Der österreichisch-ungarische Heeresbericht:

Der Zusammenbruch der serbischen Offensive

Wien, 18. September. (W. B.)
Amtlich wird mitgeteilt:
Serbien versucht durch Nachrichten über Niederlagen der österreichisch-ungarischen Truppen im Auslande Stimmung zu machen. Demgegenüber braucht nur auf die amtlichen Presse-Communiques verwiesen zu werden. Hiernach überschritten wir die Drina und haben alle Versuche des Feindes, in Syrmien und im Banat Fuß zu fasset vollständig und erfolgreich abgewiesen.

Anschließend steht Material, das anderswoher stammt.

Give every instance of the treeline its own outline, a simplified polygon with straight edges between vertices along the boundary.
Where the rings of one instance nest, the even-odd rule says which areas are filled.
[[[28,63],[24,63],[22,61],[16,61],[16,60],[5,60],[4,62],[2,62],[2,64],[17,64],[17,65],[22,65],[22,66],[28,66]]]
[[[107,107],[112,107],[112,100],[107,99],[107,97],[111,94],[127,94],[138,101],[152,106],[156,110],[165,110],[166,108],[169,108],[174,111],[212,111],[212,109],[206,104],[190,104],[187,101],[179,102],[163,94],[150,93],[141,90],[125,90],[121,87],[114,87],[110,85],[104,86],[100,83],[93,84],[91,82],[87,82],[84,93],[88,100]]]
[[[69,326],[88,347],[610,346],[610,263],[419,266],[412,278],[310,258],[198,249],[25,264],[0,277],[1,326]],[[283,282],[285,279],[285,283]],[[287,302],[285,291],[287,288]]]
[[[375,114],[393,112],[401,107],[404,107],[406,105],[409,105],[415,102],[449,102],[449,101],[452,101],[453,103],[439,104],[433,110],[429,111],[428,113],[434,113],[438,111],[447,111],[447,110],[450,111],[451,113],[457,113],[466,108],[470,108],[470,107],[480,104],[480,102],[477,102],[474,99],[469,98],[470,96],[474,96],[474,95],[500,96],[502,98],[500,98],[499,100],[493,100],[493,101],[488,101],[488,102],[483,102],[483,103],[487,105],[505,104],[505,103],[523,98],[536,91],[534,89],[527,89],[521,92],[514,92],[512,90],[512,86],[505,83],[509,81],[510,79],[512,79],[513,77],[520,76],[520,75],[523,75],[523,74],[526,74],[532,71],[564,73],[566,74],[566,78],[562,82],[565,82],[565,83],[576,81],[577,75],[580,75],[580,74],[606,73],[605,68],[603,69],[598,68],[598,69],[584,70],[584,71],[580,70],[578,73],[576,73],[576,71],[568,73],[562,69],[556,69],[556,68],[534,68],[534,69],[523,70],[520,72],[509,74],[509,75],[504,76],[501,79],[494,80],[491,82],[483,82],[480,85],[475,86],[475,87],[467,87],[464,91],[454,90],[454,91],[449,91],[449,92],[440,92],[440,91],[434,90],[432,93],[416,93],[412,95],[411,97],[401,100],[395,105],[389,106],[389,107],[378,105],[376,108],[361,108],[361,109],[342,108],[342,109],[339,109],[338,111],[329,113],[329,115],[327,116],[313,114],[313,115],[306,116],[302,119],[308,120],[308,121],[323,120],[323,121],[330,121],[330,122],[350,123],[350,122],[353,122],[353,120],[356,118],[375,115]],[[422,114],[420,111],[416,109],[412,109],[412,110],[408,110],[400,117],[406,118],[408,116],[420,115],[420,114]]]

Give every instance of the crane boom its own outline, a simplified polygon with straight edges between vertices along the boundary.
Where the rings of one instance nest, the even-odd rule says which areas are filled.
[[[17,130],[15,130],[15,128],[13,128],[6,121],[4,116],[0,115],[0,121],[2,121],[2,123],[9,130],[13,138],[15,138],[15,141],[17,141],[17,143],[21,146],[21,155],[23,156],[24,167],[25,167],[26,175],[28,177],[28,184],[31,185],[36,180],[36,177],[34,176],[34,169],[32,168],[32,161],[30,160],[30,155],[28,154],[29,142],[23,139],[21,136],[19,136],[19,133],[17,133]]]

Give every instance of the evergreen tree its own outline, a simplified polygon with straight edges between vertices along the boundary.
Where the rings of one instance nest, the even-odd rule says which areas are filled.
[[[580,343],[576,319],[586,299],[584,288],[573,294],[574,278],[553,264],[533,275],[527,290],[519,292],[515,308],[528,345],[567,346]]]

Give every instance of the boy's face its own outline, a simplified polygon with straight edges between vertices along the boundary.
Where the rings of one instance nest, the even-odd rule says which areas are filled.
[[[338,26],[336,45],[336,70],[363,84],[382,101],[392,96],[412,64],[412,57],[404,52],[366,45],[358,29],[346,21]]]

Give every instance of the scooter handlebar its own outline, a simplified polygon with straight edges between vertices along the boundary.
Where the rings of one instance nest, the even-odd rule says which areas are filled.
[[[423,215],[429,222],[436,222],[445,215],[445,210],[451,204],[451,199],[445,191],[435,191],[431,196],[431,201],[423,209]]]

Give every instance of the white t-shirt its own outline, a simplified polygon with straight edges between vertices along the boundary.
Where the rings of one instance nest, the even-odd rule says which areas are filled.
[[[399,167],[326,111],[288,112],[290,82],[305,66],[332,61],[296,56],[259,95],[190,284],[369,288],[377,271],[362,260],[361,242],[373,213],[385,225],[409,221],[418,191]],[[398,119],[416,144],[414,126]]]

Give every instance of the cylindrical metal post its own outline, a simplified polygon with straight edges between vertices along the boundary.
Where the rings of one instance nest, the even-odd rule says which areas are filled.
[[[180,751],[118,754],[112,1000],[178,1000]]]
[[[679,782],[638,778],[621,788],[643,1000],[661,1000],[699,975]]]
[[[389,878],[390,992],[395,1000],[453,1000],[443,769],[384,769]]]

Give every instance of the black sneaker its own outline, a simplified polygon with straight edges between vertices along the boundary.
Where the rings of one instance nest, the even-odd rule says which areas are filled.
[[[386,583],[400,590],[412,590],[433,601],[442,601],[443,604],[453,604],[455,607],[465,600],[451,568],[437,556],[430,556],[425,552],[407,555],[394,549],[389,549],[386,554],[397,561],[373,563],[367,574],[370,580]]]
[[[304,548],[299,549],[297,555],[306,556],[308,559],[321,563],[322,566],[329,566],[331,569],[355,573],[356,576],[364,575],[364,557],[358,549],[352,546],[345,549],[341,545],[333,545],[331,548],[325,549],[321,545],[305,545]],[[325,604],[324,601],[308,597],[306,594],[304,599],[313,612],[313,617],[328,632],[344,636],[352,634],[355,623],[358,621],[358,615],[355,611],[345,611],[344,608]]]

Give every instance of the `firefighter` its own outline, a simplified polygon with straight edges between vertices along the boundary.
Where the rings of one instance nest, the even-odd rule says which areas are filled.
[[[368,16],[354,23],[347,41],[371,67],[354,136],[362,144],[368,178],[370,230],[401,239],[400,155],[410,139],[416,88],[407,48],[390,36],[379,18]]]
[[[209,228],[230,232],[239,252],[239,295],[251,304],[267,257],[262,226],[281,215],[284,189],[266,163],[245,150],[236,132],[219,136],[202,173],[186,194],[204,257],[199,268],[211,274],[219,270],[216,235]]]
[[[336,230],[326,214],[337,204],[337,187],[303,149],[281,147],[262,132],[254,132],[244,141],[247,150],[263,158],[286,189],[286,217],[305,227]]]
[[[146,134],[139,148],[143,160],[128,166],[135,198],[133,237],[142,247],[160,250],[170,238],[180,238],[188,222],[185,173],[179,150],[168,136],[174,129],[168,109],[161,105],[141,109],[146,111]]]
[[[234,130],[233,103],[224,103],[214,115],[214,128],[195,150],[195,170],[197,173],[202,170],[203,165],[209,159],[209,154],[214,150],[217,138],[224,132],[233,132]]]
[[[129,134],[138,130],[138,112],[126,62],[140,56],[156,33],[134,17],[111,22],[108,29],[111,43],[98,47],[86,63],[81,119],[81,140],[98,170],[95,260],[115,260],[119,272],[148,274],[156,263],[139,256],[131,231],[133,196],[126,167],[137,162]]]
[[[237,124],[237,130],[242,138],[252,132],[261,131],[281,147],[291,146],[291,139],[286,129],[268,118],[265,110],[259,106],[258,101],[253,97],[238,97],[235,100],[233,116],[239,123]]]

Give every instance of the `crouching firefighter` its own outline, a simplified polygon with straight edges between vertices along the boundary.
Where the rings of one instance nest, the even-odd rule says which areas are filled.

Der Stellvertreter des Chefs des Generalstabes.
v. Hoefer, Generalmajor.

Wien, 18. September. (W. B.)
Über den Zusammenbruch der serbischen Offensive gegen Syrmien und das Banat erfährt die "Südslawische Korrespondenz" von besonderer Seite aus Essegg:
Kurz nach der Vernichtung der serbischen Timokdivision bei Mitrovitza drangen reguläre serbische Truppen sowie größere Banden Komitatschis, nach amtlichen Mitteilungen etwa 15 000 Mann stark, gleichzeitig an mehreren Stellen in Syrmien und im Banat ein. Unsere Aufklärungstruppen stellten ihren Vormarsch bereits im ersten Augenblick fest; man ließ sie aber ebenso wie vorher die Timokdivision unbehelligt über die Save einmarschieren. Als die Serben gegen India verrückten, wurden sie von unseren Truppen gestellt. Bald griffen auch unsere Verstärkungen aus Peterwardein ein, worauf der Kampf einen raschen, für den Feind ungünstigen Verlauf nahm. Die Serben erlitten durch unsere Artillerie furchtbare Verluste. Ein glückliches Umgehungsmanöver schnitt einen Teil der Serben von dem Rückzugswege ab, so daß die eingedrungenen serbischen Treppen eine katastrophale Niederlage erlitten. Die Zahl der gefallenen Serben dürfte mit 3000 Mann eher zu niedrig als zu hoch veranschlagt sei. Viele Tausende wurden gefangen. Auch die in Südungarn (Banat) eingefallenen serbischen Treppen wurden von einer fast völligen Vernichtung ereilt, so daß kaum ein Bruchteil wieder auf serbischen Boden zurückgelangte. Kein Serbe weilt derzeit mehr auf unserem Boden.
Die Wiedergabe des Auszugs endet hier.